Hosea 12:8-15
8 Dat handelsvolk heeft altijd een valse weegschaal bij de hand, het is verzot op afzetterij. 9 Hoor Efraïm zeggen: ‘Maar ik ben toch rijk geworden? Heb ik mij geen aanzien verworven? Wijst mijn winst soms op iets kwalijks dat de naam van zonde verdient?’ 10 Maar ik, de HEER, ben je God al sinds Egypte, en ik laat je opnieuw in tenten wonen, als in de tijd van onze ontmoeting. 11 Ik heb tot de profeten gesproken en talrijke visioenen geschonken; door mijn profeten heb ik je een spiegel voorgehouden. 12 Was Gilead al misdadig, Efraïm is nog dieper gevallen: al die stierenoffers in Gilgal! En al die altaren, als steenhopen aan de rand van een geploegde akker! 13 Jakob vluchtte naar Aram; Israël werd knecht om een vrouw te krijgen, om een vrouw hoedde hij de schapen. 14 Door een profeet leidde de HEER Israël uit Egypte weg, door een profeet werd Israël gehoed. 15 Hoe diep heeft dit volk zijn Heer gekrenkt! Maar het bloed aan Efraïms handen zal de HEER hem aanrekenen, en de smaad die Efraïm hem aandeed zal hij vergelden. (NBV)
Is rijkdom een teken van Gods goedkeuring of juist niet? Dat is de vraag die Hosea ons eigenlijk hier voor legt. Het Noordrijk van Israël, hier Efraïm genoemd, beroept zich er op dat rijkdom op zichzelf geen zonde genoemd kan worden. Ook in onze dagen zijn er voorgangers die beweren dat als je je hart nu maar aan Jezus geeft je vanzelf rijkdom en geluk ten deel zullen vallen. Hosea laat zien dat het tegendeel waar is. Hij had het al gehad over de stamvader van het volk Israël, Jacob die uitdrukkelijk als bedrieger was begonnen. In Gilead had hij een verbond met Laban gesloten alsof door dat verbond de waarheid werd gediend terwijl het Jacob om de dochter van Laban te doen was.

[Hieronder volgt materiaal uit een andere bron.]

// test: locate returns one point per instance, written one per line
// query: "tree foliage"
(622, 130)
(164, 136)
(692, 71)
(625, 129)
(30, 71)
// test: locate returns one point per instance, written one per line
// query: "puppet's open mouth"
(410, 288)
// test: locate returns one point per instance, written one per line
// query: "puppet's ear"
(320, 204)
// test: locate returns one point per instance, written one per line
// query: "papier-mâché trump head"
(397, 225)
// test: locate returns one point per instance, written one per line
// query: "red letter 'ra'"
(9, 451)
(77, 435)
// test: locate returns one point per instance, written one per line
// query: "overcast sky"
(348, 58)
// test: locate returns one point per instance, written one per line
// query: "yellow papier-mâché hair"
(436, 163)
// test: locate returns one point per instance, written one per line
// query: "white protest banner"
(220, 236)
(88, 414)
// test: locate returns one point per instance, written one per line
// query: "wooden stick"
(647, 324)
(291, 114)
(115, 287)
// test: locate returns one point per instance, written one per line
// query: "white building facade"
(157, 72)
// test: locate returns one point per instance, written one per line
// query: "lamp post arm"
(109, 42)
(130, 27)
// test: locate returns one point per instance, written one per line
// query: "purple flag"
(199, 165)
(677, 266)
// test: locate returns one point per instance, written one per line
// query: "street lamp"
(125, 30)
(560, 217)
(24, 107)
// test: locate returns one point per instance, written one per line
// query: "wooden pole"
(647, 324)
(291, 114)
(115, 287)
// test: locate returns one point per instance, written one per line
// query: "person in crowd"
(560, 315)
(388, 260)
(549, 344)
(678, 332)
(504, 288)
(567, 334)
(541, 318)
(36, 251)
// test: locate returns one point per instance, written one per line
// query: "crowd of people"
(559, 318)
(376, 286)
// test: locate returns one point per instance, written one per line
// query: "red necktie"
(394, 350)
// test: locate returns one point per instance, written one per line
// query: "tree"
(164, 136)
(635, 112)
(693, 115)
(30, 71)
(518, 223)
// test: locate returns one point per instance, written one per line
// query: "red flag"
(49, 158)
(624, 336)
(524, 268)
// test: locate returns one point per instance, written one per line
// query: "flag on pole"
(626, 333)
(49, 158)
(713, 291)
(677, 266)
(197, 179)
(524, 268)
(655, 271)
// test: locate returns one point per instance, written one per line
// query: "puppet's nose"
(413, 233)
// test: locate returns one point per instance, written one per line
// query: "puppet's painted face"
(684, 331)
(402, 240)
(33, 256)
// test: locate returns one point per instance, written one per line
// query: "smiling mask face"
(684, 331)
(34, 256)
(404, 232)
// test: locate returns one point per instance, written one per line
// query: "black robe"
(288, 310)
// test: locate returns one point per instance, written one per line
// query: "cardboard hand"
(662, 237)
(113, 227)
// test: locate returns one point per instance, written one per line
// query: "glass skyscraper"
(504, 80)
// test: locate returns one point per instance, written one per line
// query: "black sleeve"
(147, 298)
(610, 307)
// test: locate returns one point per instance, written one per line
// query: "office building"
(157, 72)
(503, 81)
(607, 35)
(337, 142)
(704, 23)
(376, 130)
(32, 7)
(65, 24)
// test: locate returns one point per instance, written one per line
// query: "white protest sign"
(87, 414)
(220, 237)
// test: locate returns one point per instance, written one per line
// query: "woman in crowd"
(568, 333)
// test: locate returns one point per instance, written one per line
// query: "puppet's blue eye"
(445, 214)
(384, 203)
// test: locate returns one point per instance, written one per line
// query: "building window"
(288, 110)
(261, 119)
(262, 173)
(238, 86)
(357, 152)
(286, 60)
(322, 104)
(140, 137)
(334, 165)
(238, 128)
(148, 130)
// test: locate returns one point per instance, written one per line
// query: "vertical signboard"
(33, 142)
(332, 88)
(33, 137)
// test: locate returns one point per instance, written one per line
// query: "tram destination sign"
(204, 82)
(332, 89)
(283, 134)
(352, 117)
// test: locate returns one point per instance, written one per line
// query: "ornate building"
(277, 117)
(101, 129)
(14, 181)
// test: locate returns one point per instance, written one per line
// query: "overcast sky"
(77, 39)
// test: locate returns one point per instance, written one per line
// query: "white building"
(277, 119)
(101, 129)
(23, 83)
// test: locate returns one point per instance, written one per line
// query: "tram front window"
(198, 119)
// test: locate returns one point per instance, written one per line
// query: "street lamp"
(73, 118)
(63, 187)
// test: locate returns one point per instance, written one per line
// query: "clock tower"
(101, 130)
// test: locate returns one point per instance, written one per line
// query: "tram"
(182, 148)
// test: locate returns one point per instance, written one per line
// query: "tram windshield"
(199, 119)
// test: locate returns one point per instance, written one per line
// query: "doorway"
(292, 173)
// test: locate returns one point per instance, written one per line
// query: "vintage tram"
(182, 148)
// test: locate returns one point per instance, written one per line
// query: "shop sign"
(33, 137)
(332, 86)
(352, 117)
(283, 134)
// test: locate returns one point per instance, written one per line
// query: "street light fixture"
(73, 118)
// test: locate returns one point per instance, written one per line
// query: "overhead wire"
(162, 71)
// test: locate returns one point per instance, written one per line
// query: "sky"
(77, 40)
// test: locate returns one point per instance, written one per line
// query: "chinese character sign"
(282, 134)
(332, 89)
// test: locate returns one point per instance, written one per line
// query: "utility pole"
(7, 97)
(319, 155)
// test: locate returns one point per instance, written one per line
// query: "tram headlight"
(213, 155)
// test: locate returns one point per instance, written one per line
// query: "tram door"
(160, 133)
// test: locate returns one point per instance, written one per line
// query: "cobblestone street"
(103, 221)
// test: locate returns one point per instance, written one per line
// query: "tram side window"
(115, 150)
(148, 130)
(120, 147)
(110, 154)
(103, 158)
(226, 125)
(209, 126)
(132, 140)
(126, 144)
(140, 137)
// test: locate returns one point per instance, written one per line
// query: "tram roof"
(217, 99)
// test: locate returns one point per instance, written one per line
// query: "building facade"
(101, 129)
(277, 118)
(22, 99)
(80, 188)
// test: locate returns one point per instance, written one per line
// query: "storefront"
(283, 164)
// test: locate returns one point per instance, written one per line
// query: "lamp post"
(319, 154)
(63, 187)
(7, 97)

De rijkdom op zich kan soms wel verdedigd worden maar aan wie reken je je rijkdom toe en hoe kom je eigenlijk aan die rijkdom? Je kunt in onze dagen als oliemaatschappij een complete delta in Nigeria vervuilen en onleefbaar maken maar geeft dat jou het recht om te klagen over alle belasting die je moet betalen? De Bijbel heeft geen hekel aan rijken maar een verschrikkelijk hekel aan armoede. Zo lang er armoede bestaat zouden er geen rijken horen te zijn. Hosea wijst op al die profeten die voortdurend opriepen de armen recht te doen en de weduwen en de wees te ondersteunen. Veel rijkom is echter door bedrog en uitbuiting tot stand gekomen. De valse weegschaal was in Israël daarin het meest berucht.
De bevrijding van het slavenvolk uit Egypte heeft iedereen laten zien dat de God van Israël niet de kant kiest van de Farao’s die hun rijkdom tot uitdrukking brachten in het oprichten van grote bouwwerken. Daar mochten de Hebreeën aan werken en daar mochten ze toch blij mee zijn. Maar de God van Israël koos de kant van de slaven, van de mensen die uitgebuit werden en moesten boeten voor een verlangen hun eigen God te dienen. Nu, in de dagen van Hosea, dat volk alle vrijheid heeft om die God te dienen, om armoede te laten verdwijnen is er alleen maar verlangen naar meer winst. In onze dagen moeten zelfs met Kerst de winkels open. In de dagen van Hosea werden stieren geofferd aan valse goden. Sinds Jezus van Nazareth het “wee de rijken” liet horen mogen ook wij ons bezig houden met het verdwijnen van armoede. Niet de winst, het profijt of het gemak staat voorop, maar het onrecht dat mensen wordt aangedaan door ze arm te houden.